A project is a temporary aspiration undertaken to create a unique product, service, or result. The project is finished when the project objectives have been achieved or when the project is terminated because its objectives are not accomplishable any more, or when the need for the project no longer exists.
A performing organization assigns a project manager to achieve the project objectives. As the project manager’s role involves managing scope, time, cost, quality, human resources, etc…, a business analyst (BA) can be engaged to perform project scope management.
Since the product and project requirements are provided by stakeholders, they must be identified at an early stage. The identification of stakeholders is a process of finding all people to be impacted by the project and documenting information regarding their interest, involvement, and impact on the project. It is vital for project success to identify them before the project scope definition. The failure to identify all stakeholders may lead to missing some requirements, and as a result, the project objectives won’t be met.
Project scope management consists of the processes necessary to ensure that the project includes all the work required to complete the project successfully.
The first process executed by the BA is collecting requirements. BA defines and documents stakeholders’ needs to meet the project objectives because the project’s success is directly dependent on the care is taken to capture and manage requirements. Requirements must be brought to light, analyzed, and documented in enough detail to be measured. The statement of work provided by stakeholders speeds up the process of collecting requirements and defining the project scope.
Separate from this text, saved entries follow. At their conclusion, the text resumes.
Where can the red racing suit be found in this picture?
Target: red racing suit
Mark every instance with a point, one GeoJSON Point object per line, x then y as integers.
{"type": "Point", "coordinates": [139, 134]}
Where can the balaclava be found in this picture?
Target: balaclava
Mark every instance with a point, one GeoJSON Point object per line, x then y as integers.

There are several techniques and tools used to collect requirements. The most often used technique is interviewing. Information is obtained from stakeholders by talking to them using different communication channels. Face-to-face meetings are the most effective. Apart from that, remote communication techniques are widely spread, and BA uses skype opportunities a lot to elicit necessary information. Also, email is used to get short answers or schedule meetings.
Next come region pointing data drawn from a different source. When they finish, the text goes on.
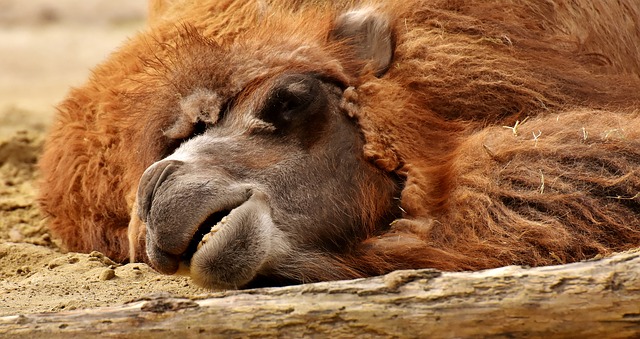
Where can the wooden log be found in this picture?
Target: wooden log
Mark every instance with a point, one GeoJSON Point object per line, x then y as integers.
{"type": "Point", "coordinates": [596, 299]}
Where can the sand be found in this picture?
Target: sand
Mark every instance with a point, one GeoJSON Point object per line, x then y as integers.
{"type": "Point", "coordinates": [47, 47]}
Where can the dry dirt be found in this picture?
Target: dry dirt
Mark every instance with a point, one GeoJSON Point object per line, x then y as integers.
{"type": "Point", "coordinates": [48, 46]}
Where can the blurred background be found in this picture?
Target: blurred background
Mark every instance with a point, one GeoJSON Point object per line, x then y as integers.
{"type": "Point", "coordinates": [47, 46]}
We use a focus group technique involving several stakeholders into one skype meeting to discuss some issues. This technique helps to resolve disputes between stakeholders.
We rarely use Joint Application Development sessions to focus on bringing together stakeholders, consumers and the development team to improve the development process. All these techniques and tools result in:
- the requirements documentation describing how a particular requirement meets the business need for the project. This document can include business needs, business or project objectives, functional requirements, quality requirements, acceptance criteria, etc…
- the requirements management plan stating how requirements will be analyzed, documented and managed through the project.
- the requirements traceability matrix helping to ensure that requirements approved in the documentation of requirements are delivered at the end of the project.
The second process is scope definition that is necessary for the creation of a detailed description of the project and product and it starts when all requirements seem to be collected. The elaboration of the project scope is critical to project success and is built on project deliverables, constraints, and assumptions. The scope definition process results in the recording product scope description, product acceptance criteria, project deliverables, project exclusions, constraints, and assumptions. Relying on the collected data and documents, the technical persons make work decomposition and a project estimate.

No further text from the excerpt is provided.